Garrison information
- Past commanders: Imagawa Ujizane, Matsudaira Ietada

= Suwahara Castle =

Castle ruins in Shimoda, Japan

Suwahara Castle (諏訪原城, Suwahara-jō) was a Sengoku period yamashiro-style Japanese castle located in the Kanaya neighborhood of the city of Shimada, Shizuoka prefecture, Japan. The ruins have been protected as a National Historic Site since 1975.

==Overview==
Suwahara Castle is located at the edge of cliff in the northern part of the Makinohara Plateau, commanding the location where the Ōi River crosses the  Tōkaidō highway. It has an elevation of about 200 meters. At the time the castle was constructed, the river was closer to the cliff face, so that the castle was strategically important for controlling both the highway and the river. The inner bailey of the castle is a square-shaped area, 100 meters on a side, which is backed against a steep cliff. Two enclosures spread in concentric circles from the inner bailey, each protected by a moat and wall. The second bailey is approximately 100 meters long by 80 meters die, and the third bailey is approximately 200 meters long by 80 meters wide. In the middle of both the second and third bailey is a large semi-circular fort, called an "Umadashi", which is a construct unique to Takeda clan designs. Each "umadashi" is a 40 meter semi-circular wall, protected by a dry moat, with a gate on either end, from which the defenders could protect the flanks of the wall, the gates, and to stage counterattacks. total size of the castle was about 300 meter long and 200 meter wide.

==History==
Following the death of the warlord Takeda Shingen, his son Takeda Katsuyori attempted to pursue his father's legacy by pursuing a highly aggressive policy against Mikawa-based Tokugawa Ieyasu. As part of this campaign, Katsuyori ordered his general Baba Nobuharu to construct a castle at this location in 1573 in order the facilitate the Takeda invasion of Tōtōmi Province and capture of Takatenjin Castle. It was named after a Suwa shrine brought to this site by the Takeda clan from Shinano Province, as the Suwa kami were the tutelary kami of the Takeda.
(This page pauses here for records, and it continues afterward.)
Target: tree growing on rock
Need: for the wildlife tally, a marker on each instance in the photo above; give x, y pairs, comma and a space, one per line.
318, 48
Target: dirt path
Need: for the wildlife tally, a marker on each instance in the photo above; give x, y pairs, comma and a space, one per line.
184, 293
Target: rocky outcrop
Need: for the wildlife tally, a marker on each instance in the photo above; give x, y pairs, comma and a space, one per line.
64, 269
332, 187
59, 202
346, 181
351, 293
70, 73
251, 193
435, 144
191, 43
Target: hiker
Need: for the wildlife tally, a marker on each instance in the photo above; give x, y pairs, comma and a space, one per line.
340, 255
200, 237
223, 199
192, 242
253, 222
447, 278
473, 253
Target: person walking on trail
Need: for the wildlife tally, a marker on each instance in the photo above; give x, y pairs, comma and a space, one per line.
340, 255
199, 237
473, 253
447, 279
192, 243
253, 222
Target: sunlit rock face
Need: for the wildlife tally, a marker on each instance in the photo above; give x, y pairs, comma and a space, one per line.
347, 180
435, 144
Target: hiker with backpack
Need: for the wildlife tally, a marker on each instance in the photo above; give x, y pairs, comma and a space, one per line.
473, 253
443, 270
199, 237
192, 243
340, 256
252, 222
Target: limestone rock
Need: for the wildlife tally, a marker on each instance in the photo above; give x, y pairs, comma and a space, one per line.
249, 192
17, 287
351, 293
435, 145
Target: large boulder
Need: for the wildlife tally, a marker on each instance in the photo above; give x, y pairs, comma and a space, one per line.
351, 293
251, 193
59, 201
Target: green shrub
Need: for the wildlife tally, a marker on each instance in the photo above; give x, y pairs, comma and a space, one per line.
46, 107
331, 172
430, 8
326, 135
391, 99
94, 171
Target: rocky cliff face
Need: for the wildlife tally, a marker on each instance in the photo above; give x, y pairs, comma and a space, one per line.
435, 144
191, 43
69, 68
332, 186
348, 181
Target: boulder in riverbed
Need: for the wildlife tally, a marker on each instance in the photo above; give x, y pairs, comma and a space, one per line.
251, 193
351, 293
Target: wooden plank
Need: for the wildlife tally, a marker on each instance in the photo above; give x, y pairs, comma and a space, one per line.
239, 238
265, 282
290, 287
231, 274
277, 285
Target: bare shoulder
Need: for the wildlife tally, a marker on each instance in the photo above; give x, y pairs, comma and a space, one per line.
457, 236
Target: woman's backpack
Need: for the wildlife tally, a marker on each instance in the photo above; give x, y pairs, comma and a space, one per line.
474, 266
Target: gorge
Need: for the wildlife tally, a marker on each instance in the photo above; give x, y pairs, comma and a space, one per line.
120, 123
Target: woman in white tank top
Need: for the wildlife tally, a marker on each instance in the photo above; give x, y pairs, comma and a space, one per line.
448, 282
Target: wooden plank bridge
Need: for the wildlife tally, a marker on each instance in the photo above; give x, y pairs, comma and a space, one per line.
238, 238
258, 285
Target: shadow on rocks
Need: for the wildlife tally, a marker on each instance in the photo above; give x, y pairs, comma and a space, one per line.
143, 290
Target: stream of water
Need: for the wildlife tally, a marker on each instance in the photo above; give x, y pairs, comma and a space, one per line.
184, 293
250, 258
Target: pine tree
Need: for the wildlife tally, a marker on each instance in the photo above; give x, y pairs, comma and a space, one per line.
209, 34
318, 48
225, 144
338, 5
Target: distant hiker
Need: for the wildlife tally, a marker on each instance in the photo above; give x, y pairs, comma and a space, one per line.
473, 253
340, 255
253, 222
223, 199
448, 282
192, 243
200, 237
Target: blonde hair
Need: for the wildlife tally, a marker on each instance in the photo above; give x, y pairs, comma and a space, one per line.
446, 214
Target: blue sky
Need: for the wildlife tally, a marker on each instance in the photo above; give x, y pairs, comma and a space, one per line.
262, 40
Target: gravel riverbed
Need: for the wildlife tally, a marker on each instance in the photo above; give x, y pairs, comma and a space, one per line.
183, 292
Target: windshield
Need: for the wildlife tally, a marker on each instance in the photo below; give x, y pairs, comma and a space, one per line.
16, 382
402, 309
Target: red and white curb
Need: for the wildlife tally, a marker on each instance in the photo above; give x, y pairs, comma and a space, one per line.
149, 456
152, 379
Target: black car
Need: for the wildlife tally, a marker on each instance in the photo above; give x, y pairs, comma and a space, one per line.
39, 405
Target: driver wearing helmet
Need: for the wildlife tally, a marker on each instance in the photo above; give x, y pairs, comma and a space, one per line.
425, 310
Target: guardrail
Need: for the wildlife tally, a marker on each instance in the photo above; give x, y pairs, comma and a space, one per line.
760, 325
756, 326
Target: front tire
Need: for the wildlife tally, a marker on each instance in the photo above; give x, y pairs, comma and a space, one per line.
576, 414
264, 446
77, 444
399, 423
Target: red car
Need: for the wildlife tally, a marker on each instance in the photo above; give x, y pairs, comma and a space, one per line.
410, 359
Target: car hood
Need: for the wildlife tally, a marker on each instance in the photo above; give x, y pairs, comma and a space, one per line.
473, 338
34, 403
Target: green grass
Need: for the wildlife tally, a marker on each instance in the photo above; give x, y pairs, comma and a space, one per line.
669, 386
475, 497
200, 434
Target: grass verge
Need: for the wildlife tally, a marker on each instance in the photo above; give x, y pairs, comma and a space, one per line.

In 1575, following their victory at the Battle of Nagashino, the Tokugawa swept through Tōtōmi Province, and overran Suwahara Castle. The castle was renamed Makino Castle and used as the Tokugawa base of operations against the Takeda in the Siege of Takatenjin Castle in 1581. After Tokugawa clan was relocated to the Kantō region by Toyotomi Hideyoshi in 1590, Suwahara Castle was abandoned.

Despite having been used for only less than 10 years, original plan of this castle clearly remains. The castle was listed as one of the Continued Top 100 Japanese Castles in 2017. The site is about a 30-minute walk from Kanaya Station on the JR East Tokaido Main Line.